The seminar invited Professor GONG Xinqi, Professor and Vice Dean of the School of Interdisciplinary Studies and Director of the National Innovation Platform for Big Data and Artificial Intelligence in Governance, and Professor LIANG Hailun, Professor and Vice Dean of the School of Population and Health, to deliver keynote speeches.

The discussion session featured contributions from Professor SONG Yueping, Party Secretary of the School of Population and Health; Professor ZHU Yicheng, Chief Neurologist at Peking Union Medical College Hospital; Professor DA Yuwei, Director of the Neuromuscular Disease Department at Xuanwu Hospital, Capital Medical University; Professor ZHAO Luqing, Deputy Director of the Digestive Center at Beijing Hospital of Traditional Chinese Medicine, Capital Medical University; Professor ZHANG Shengsheng, Director of the Digestive Center at Beijing Hospital of Traditional Chinese Medicine, Capital Medical University; and JIANG Weilin, Director of the Comprehensive Division of the Primary Department, National Health Commission.

LIN Shangli, former President of Renmin University of China and Professor at the School of International Studies, delivered the concluding remarks and summary. The event was attended by over 70 faculty members and students from Renmin University and other institutions, with Professor LIU Wei, Director of the Institute for AI Governance, serving as the chair.

Professor GONG Xinqi delivered a report titled “Smart Healthcare Computing”. He noted that the development of smart healthcare computing is driven by the dual forces of the “Healthy China” strategy and the “AI+” policy, forming a coordinated progression of “policy guidance-technological breakthroughs-practical implementation”.

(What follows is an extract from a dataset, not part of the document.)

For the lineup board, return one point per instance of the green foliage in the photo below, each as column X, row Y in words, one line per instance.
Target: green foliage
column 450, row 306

On the one hand, at the national level, policies are clarifying the implementation pathways for AI in medical management, primary public health, and the health industry, giving rise to a series of AI health assistants that support both community services and personal health management. On the other hand, over the past three years, foundational research in AI for healthcare has rapidly evolved in areas such as Transformers, Diffusion models, pre-trained models, and intelligent agents, providing new methods for tasks like molecular interaction prediction and protein structure analysis.

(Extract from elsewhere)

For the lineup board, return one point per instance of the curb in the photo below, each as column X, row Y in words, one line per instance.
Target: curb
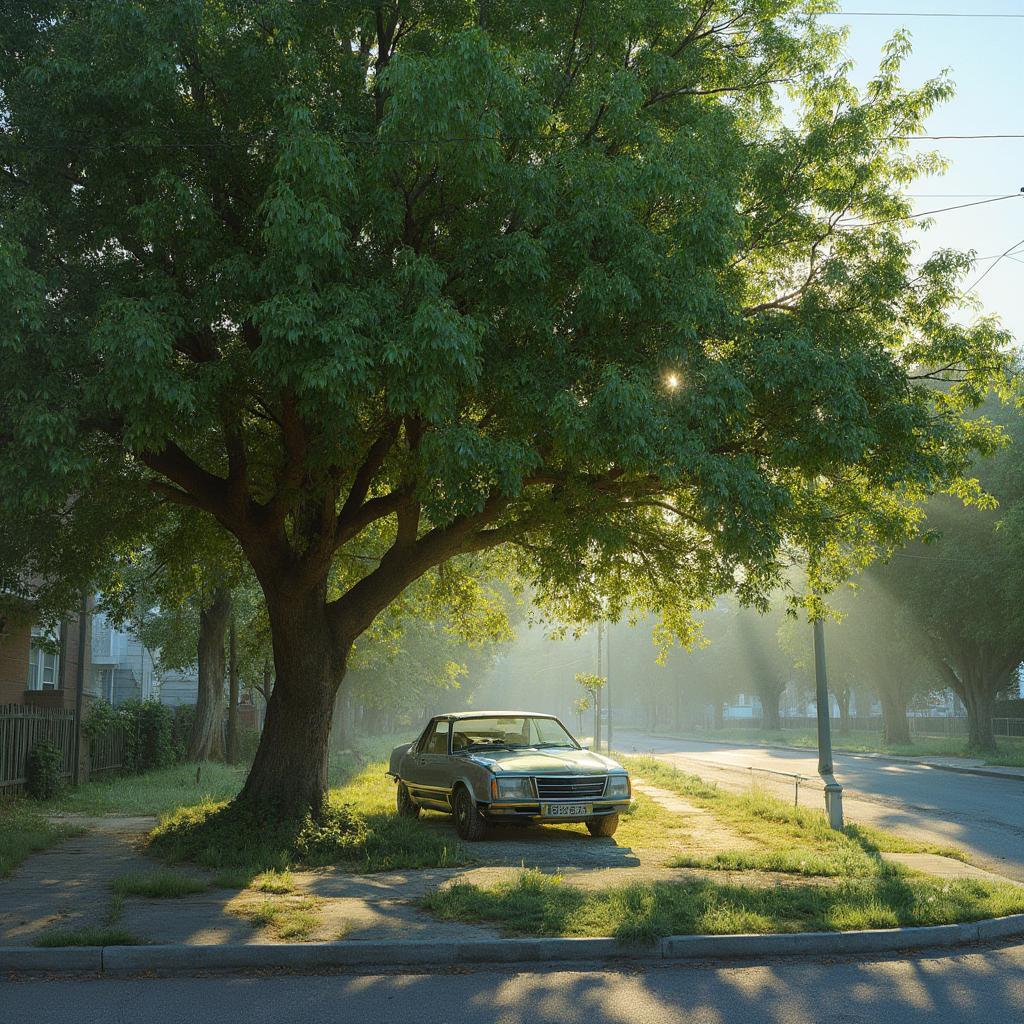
column 989, row 772
column 129, row 960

Building on this, the Mathematical Intelligence Application Laboratory at Renmin University of China has conducted full-chain research ranging from clinical assistance to molecular design, with a focus on antibody drug screening and optimization and the development of the “Healthy China Intelligent Agent”. This work demonstrates the deep integration and systematic empowerment of AI technology, linking macro-level policy frameworks with micro-level medical research.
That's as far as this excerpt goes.